"Acquistai autorità
sui discepoli, e l’impressione fu durevole, perché, con quel fine fiuto
dei giovani, sentivano che in quelle lezioni io ci mettevo tutto me, ed
ero sincero, e non c’era ciarlataneria, e serbava modestia e
naturalezza….Io non mettevo nessuna cura a velare i miei lati deboli;
mi mostravo tutto al naturale, e mi piaceva di stare in loro (dei
discepoli, n.d.r.) compagnia e spassarmi insieme con loro. Così nacque
quella parentela spirituale che non si ruppe mai più, e che ancora oggi
m’intenerisce, quando qualcuno di quei giovani mi viene innanzi alla
mente” ( Francesco De Sanctis, La giovinezza ,. ed. Perinetti Casoni,
1945)- ! Così De Sanctis scriveva nel 1889, nel frammento
autobiografico della sua giovinezza.
Marciscono, in vero, le nozioni, quando sono impartite meccanicamente
dagli insegnanti, e non trovano ricadute didattiche significative sulle
esperienze della vita quotidiana dei giovani; e sono inutili, anche, se
non colpiscono il materiale e l’immaginario del loro cuore e della
mente; e sono false, le nozioni, quando non si capisce che istruire non
è una pura formalità istituzionale. Fare scuola significa insegnare ai
giovani a saper leggere il mondo che li /ci circonda, fornire loro
attraverso la “lectio” del testo, un metodo di apprendimento in grado
di permettere un approccio sistemico critico-problematico con la realtà
considerata nella sua determinazione e permanenza.

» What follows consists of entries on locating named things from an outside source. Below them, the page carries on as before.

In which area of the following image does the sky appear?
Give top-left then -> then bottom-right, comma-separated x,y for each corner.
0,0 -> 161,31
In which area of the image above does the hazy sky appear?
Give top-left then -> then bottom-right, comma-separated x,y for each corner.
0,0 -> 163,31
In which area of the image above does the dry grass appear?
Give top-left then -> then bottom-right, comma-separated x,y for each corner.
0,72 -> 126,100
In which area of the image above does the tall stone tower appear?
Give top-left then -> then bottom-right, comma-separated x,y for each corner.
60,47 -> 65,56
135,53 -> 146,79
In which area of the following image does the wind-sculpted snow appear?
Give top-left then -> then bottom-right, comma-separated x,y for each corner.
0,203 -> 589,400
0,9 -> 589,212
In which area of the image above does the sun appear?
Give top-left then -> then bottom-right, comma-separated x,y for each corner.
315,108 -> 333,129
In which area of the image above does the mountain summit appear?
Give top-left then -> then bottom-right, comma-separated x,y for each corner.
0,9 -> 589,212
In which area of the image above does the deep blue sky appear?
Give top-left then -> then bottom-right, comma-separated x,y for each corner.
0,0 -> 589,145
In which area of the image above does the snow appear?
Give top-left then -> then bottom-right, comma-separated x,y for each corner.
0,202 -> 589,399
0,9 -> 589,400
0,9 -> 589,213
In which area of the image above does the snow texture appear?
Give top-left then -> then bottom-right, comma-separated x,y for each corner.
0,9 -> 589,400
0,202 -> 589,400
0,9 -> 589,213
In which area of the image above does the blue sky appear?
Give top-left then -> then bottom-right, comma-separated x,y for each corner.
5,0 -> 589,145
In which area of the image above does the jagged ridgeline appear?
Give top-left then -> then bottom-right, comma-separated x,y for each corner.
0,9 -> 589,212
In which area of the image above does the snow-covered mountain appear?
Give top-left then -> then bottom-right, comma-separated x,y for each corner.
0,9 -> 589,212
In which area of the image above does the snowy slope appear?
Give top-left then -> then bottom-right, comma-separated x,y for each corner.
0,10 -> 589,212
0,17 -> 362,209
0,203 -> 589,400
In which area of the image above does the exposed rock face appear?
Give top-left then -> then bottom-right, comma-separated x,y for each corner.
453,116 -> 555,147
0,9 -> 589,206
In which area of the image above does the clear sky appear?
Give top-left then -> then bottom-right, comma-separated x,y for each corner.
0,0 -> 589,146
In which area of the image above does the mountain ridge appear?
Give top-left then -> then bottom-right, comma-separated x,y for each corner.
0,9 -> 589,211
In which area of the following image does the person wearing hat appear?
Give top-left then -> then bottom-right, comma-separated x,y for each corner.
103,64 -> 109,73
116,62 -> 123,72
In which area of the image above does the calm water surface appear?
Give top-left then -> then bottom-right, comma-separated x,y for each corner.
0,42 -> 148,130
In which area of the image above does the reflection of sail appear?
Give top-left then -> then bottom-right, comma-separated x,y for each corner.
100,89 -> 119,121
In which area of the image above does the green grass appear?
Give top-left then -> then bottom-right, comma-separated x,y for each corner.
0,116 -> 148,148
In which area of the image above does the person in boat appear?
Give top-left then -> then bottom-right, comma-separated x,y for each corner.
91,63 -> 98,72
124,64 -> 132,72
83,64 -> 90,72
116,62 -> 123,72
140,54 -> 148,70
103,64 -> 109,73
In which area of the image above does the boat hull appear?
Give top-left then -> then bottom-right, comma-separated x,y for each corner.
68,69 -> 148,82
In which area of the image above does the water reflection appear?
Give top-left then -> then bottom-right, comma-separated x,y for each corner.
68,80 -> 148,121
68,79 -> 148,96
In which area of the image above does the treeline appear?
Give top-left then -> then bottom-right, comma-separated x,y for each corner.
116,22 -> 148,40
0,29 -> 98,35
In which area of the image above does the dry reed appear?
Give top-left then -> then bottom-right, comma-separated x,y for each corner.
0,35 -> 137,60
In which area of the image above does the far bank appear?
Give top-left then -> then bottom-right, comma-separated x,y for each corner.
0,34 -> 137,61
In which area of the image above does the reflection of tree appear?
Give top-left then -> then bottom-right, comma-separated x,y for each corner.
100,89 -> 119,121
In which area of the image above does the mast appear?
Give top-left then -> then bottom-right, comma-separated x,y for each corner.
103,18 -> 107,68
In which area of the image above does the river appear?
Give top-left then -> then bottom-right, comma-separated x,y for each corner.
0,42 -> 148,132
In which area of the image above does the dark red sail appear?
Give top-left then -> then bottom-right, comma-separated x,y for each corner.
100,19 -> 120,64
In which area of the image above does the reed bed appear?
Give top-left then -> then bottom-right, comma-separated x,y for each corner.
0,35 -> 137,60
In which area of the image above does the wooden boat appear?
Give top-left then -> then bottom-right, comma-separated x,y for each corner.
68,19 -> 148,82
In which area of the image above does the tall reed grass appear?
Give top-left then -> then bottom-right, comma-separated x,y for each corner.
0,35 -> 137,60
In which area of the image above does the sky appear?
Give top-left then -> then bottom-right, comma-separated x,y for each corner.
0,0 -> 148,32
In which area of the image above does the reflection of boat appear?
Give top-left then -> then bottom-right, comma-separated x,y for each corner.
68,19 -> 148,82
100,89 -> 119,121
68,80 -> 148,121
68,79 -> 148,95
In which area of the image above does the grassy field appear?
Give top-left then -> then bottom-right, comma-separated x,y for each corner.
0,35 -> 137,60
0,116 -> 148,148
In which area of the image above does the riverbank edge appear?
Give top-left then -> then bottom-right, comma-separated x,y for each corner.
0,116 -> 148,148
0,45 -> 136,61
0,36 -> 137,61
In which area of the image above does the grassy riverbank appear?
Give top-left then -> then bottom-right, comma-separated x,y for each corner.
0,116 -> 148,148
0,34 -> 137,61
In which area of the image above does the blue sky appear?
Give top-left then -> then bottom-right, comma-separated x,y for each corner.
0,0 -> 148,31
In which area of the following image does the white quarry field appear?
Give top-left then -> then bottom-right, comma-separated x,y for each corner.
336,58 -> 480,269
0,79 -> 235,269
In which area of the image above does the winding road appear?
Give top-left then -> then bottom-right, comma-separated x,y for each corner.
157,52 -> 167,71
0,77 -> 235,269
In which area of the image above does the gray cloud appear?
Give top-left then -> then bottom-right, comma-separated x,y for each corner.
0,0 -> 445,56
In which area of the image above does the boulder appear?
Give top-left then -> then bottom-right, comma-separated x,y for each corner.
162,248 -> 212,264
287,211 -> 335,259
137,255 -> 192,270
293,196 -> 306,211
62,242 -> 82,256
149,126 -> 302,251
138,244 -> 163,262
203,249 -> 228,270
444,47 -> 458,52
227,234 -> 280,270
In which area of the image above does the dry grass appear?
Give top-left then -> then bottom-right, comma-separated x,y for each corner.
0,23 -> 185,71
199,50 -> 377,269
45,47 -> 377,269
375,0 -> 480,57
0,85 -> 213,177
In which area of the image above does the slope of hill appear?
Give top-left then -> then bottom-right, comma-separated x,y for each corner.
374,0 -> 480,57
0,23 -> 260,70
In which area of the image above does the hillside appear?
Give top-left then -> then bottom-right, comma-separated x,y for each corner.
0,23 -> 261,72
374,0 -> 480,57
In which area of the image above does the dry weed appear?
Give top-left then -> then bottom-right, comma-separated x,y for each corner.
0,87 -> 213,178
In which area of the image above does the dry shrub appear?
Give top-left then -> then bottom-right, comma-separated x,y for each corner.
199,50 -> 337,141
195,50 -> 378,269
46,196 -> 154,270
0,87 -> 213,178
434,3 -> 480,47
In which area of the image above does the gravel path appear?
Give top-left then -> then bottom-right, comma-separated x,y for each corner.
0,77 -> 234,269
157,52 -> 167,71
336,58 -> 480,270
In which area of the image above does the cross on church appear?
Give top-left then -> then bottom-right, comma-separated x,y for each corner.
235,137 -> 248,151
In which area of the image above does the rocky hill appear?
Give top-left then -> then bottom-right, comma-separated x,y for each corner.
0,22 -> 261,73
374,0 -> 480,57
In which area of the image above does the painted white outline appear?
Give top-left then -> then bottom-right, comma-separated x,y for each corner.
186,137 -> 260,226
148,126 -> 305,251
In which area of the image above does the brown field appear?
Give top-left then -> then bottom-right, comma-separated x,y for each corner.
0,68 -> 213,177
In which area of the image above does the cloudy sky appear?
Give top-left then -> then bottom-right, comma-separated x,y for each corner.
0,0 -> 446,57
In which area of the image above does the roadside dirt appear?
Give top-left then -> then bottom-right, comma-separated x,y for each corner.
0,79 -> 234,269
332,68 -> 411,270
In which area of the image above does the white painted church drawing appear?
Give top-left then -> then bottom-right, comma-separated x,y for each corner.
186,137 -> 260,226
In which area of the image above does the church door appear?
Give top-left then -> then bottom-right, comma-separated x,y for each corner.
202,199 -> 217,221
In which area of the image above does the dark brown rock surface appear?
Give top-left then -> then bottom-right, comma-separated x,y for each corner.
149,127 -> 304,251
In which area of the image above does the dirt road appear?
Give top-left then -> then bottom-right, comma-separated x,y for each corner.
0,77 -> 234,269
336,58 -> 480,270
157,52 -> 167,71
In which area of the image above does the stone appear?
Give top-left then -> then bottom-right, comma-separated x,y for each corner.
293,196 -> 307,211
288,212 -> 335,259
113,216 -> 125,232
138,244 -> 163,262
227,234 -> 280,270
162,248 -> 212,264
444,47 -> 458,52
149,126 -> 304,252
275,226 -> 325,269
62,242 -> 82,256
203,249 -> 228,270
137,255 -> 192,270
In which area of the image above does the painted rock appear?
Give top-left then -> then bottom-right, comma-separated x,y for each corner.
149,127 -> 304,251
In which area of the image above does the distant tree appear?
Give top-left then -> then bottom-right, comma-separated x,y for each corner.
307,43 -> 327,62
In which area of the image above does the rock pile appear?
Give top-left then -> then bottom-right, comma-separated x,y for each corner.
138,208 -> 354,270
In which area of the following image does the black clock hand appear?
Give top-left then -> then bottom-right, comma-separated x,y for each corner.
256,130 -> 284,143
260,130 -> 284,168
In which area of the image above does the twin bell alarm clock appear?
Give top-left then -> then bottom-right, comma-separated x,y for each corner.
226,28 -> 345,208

Fare scuola per un insegnante significa mettersi in discussione con i
giovani giornalmente, senza “ a priori” da snocciolare ex cattedra.
Solo così, resterà qualcosa dentro il cuore e la mente dei giovani.
Altrimenti, l’insegnamento corre il rischio di diventare, veramente,
inutile; e cosa stupida, se si vuole ridurlo a una semplice e asettica,
statica e rimasticata trasmissione di nozioni, a quiz, a questionari
precotti e confezionati, a crocette vero /falso.
Sarebbe la fine della scuola e la morte dell’umanesimo!